SACRAMENTO, Calif. —A letter of sympathy should have arrived at the home of Gerald and Elizabeth Hawkins 10 days after their son Scott was beaten to death.
Instead, University of California Davis Medical Center officials were apologizing last week to the Hawkins family over a clerical error that instead sent them a $29,000 bill and a form letter suggesting their slain son was medically indigent.
Hospital officials continued to scrutinize how the error occurred when the 23-year-old California State University, Sacramento student was brought to the University of California, Davis emergency room Oct. 21 after being beaten by a roommate.
The hospital's chief executive officer, Ann Madden Rice, called the family last week to apologize. So did Ann Frankel, the medical center's assistant director of finance, who oversees the billing department.
"It's all they can do at this point.... It doesn't take away what we felt.
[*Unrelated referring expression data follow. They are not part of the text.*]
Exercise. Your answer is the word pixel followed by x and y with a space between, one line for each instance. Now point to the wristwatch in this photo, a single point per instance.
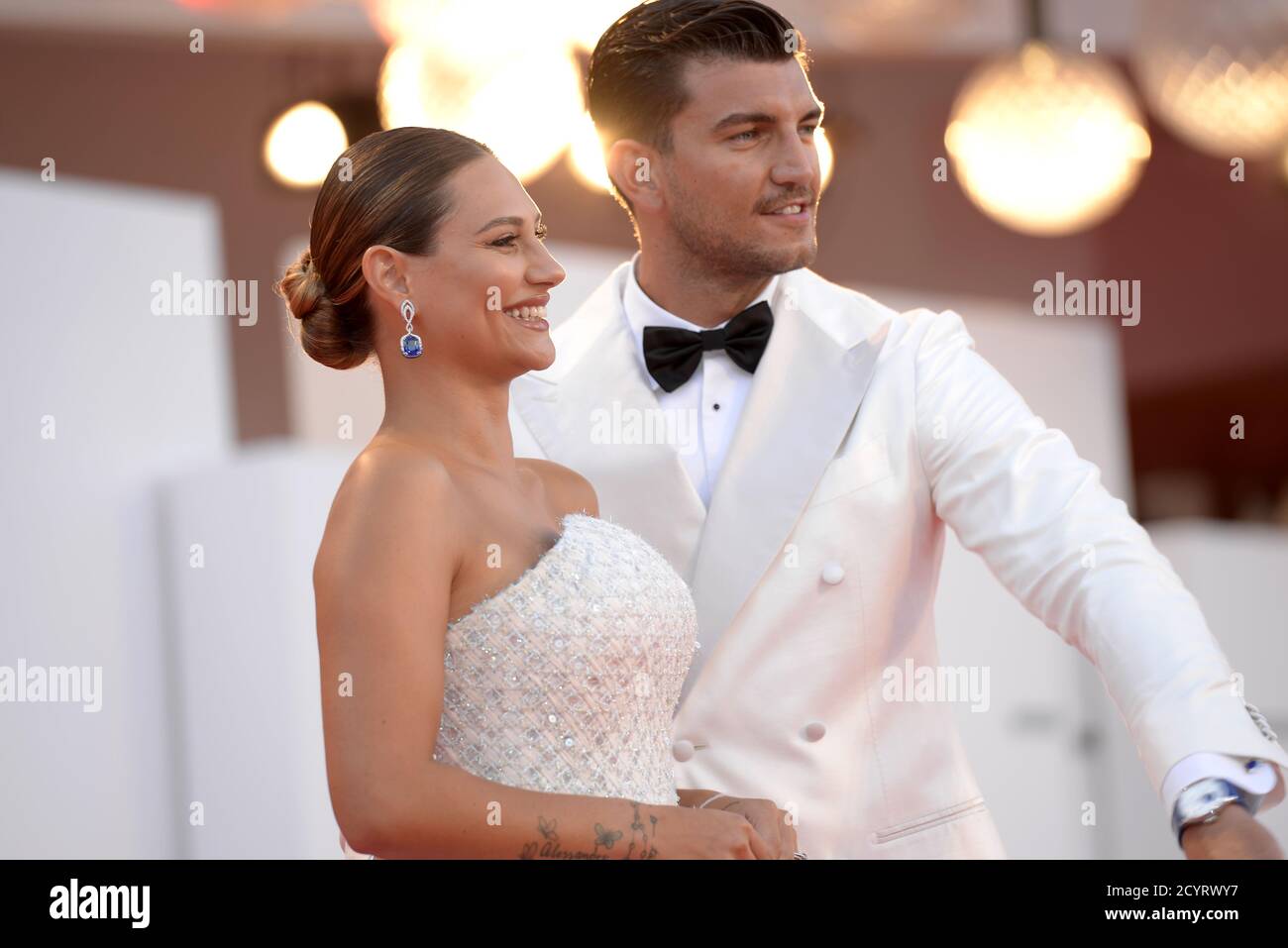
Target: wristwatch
pixel 1203 800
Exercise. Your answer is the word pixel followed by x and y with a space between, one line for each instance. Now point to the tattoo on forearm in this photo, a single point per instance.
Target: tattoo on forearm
pixel 640 845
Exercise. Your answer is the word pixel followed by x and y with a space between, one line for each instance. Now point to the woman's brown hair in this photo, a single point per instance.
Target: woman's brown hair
pixel 389 188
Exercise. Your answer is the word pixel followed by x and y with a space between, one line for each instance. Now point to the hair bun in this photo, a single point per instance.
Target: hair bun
pixel 322 333
pixel 303 288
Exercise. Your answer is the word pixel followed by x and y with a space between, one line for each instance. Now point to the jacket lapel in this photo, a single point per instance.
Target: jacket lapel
pixel 805 395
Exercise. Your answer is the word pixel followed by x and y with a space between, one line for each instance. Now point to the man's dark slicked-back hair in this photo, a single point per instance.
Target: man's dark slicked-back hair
pixel 635 85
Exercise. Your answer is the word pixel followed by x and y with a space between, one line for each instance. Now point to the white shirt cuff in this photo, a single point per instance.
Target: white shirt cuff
pixel 1260 781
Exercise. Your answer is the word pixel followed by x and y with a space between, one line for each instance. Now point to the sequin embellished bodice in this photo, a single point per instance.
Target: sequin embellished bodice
pixel 567 679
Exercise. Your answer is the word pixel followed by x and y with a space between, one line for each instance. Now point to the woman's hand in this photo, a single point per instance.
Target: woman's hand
pixel 774 826
pixel 688 832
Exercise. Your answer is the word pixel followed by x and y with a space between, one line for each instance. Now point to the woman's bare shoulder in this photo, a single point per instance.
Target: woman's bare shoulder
pixel 390 491
pixel 567 489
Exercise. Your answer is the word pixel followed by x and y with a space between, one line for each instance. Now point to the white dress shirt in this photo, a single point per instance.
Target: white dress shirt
pixel 715 395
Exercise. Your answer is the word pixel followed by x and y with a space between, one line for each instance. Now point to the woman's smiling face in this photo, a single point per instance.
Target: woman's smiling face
pixel 488 265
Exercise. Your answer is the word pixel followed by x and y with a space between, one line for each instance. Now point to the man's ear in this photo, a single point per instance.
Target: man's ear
pixel 630 165
pixel 384 269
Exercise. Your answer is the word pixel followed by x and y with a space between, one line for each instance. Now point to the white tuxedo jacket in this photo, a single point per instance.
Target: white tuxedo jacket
pixel 815 567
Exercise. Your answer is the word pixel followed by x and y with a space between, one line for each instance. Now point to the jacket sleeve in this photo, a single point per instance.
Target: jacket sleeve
pixel 1018 493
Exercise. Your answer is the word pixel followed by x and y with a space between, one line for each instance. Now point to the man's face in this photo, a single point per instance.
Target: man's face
pixel 742 150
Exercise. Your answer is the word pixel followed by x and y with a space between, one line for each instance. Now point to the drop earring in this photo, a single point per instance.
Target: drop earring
pixel 411 346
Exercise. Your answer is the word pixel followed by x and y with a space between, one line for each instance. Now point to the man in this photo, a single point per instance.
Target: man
pixel 831 441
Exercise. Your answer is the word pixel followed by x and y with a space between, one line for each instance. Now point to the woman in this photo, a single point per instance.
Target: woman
pixel 498 665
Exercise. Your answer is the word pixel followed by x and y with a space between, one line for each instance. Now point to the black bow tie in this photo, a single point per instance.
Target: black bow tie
pixel 673 355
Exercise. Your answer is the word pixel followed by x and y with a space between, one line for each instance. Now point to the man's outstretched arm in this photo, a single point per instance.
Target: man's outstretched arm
pixel 1017 493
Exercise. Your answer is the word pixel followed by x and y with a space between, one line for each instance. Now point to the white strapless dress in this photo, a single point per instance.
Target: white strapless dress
pixel 567 679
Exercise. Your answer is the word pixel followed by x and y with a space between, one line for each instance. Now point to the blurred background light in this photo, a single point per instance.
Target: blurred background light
pixel 303 143
pixel 1218 73
pixel 1044 142
pixel 523 103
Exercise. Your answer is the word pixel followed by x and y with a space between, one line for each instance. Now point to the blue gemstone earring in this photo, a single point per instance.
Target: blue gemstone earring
pixel 411 342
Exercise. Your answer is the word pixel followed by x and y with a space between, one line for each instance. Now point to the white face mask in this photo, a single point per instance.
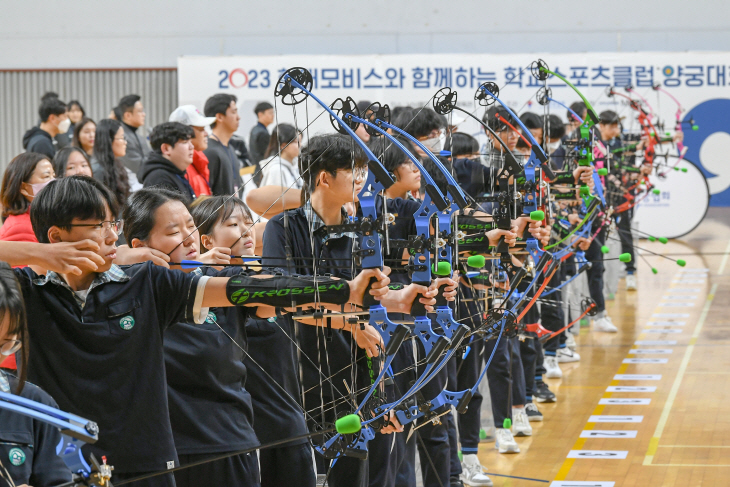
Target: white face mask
pixel 64 125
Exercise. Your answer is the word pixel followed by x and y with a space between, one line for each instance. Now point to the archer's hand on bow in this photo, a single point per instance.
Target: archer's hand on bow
pixel 393 426
pixel 584 175
pixel 582 243
pixel 401 301
pixel 451 286
pixel 367 338
pixel 64 257
pixel 539 231
pixel 573 219
pixel 510 236
pixel 378 289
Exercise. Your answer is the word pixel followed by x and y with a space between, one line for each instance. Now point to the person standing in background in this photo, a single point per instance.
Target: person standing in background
pixel 223 163
pixel 54 121
pixel 132 117
pixel 75 113
pixel 84 135
pixel 198 173
pixel 110 146
pixel 259 139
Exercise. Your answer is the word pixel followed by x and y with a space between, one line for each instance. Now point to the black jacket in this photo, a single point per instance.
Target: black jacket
pixel 40 141
pixel 28 446
pixel 258 142
pixel 221 160
pixel 137 149
pixel 158 171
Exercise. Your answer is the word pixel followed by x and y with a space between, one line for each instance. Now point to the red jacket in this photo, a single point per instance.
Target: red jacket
pixel 16 228
pixel 198 174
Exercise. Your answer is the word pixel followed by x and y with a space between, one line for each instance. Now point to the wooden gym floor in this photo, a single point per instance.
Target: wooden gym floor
pixel 673 348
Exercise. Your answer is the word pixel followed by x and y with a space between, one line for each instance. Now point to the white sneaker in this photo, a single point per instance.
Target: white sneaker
pixel 533 414
pixel 630 282
pixel 472 473
pixel 505 442
pixel 520 422
pixel 604 324
pixel 566 355
pixel 552 368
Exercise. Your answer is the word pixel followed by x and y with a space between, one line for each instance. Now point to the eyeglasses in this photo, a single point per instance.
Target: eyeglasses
pixel 9 347
pixel 357 172
pixel 104 227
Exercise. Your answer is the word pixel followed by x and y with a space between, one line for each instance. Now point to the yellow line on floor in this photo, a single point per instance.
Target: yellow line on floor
pixel 568 463
pixel 654 442
pixel 724 260
pixel 691 446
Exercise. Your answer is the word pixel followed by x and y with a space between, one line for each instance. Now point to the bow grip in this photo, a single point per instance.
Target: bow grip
pixel 396 339
pixel 463 404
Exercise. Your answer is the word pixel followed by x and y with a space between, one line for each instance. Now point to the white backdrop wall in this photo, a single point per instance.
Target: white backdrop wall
pixel 699 80
pixel 143 33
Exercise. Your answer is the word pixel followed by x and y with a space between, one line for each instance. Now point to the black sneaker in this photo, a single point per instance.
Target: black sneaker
pixel 543 393
pixel 533 414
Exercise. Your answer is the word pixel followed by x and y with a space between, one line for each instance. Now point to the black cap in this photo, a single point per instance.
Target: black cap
pixel 262 107
pixel 609 117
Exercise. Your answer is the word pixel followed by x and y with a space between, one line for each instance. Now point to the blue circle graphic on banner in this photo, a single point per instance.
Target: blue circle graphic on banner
pixel 709 146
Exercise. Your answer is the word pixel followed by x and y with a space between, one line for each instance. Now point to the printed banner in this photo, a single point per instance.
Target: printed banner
pixel 700 81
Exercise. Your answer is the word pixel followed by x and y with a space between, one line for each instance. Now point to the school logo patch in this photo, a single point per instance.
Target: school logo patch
pixel 17 456
pixel 126 323
pixel 240 296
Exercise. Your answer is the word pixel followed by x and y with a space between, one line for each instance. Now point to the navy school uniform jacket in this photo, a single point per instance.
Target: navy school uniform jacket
pixel 104 361
pixel 341 351
pixel 28 446
pixel 210 409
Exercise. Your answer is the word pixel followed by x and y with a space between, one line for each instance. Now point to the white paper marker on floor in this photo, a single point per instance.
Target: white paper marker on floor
pixel 631 389
pixel 608 434
pixel 645 361
pixel 581 483
pixel 655 342
pixel 612 418
pixel 600 454
pixel 637 377
pixel 624 401
pixel 651 351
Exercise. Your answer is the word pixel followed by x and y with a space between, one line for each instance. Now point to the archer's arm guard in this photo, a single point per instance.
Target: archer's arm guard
pixel 286 291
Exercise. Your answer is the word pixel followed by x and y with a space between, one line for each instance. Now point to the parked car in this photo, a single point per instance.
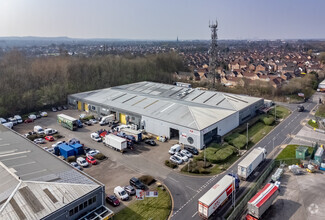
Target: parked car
pixel 92 152
pixel 75 165
pixel 43 114
pixel 135 182
pixel 88 123
pixel 112 200
pixel 33 117
pixel 150 142
pixel 95 137
pixel 120 193
pixel 58 143
pixel 94 121
pixel 82 162
pixel 191 149
pixel 49 138
pixel 28 120
pixel 129 190
pixel 175 159
pixel 39 141
pixel 91 160
pixel 182 156
pixel 187 153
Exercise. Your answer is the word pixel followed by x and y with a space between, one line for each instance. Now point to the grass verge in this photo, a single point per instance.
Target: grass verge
pixel 149 208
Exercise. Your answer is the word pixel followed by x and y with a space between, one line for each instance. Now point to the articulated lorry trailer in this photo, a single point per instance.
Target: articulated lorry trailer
pixel 217 195
pixel 250 162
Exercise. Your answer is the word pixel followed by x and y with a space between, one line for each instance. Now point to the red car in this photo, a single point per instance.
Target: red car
pixel 49 138
pixel 28 120
pixel 91 160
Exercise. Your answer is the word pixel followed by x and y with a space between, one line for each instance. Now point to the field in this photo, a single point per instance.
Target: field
pixel 149 208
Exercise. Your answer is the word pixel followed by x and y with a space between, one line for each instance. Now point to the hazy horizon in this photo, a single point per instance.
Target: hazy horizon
pixel 163 20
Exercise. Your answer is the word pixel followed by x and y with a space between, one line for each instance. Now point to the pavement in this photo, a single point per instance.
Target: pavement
pixel 185 201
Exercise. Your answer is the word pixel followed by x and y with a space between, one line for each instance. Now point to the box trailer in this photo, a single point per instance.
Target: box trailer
pixel 262 200
pixel 67 122
pixel 115 142
pixel 250 162
pixel 216 196
pixel 66 151
pixel 135 133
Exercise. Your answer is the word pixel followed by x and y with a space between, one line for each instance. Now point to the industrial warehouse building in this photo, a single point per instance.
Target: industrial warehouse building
pixel 194 116
pixel 37 185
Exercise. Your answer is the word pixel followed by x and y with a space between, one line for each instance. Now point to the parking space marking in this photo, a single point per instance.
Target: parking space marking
pixel 23 164
pixel 38 171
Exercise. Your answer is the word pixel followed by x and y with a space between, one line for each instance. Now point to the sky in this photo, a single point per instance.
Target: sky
pixel 163 19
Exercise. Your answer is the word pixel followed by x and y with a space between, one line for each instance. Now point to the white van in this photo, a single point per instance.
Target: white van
pixel 38 129
pixel 19 119
pixel 175 148
pixel 120 193
pixel 50 131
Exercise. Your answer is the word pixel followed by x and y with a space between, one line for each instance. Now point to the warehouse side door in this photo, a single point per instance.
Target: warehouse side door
pixel 122 118
pixel 79 106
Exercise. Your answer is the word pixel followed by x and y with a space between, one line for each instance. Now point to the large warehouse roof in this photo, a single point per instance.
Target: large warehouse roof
pixel 35 183
pixel 193 108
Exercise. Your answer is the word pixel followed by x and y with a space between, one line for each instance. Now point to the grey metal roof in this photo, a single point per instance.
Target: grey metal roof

There's no way a telephone apology could take that away," said Gerald Hawkins, the victim's father.
Despite the apology, a swirl of unanswered questions continued to trouble the Hawkins family.
Why, for example, did the hospital continue to classify the slain student as indigent when the hospital managed to track down a permanent address? "Why didn't they call to ask us if our son had insurance?" Gerald Hawkins asked.
Instead, a $29,000 bill arrived in Santa Clara, Calif., along with a form letter addressed "Dear Patient" intended to inform the student that emergency services provided by University of Davis would not be paid for by the county program for the medically indigent.
In fact, the slain student was not indigent but was fully insured by Kaiser Permanente.
The mistake brought further anguish to the Hawkins family.
"Why, in any civilized society, would a hospital send the parents of a murdered boy a bill and letter like this?" Gerald Hawkins asked.
Carole Gan, a spokeswoman for the medical center, called it an unfortunate mistake.
"It was a clerical error," Gan said.
"We have reviewed our system and strengthened our internal processes, which will prevent letters like these from going out improperly in the future," she said.
"Our hearts go out to the Hawkins family for the terrible grief and pain they are experiencing. We deeply regret that a clerical error caused them to receive a letter that brought even more distress," she said.
When the student died in the emergency room, his record should have been flagged and a hold put on billing activity, Gan said.
After 10 days, a letter of sympathy would have been sent, Gan said. It would have informed the family that the insurance company had been billed or "let them know that we did not have insurance information and to contact us."
"I can understand the confusion," said Mindi Russell, a senior chaplain with the Sacramento Area Law Enforcement Chaplaincy, a nonprofit group that aids victims of crime.
"We live in this world of computers, and mistakes still do happen," she said. "I'm saddened that there was a snafu. You don't want to harm the family any more."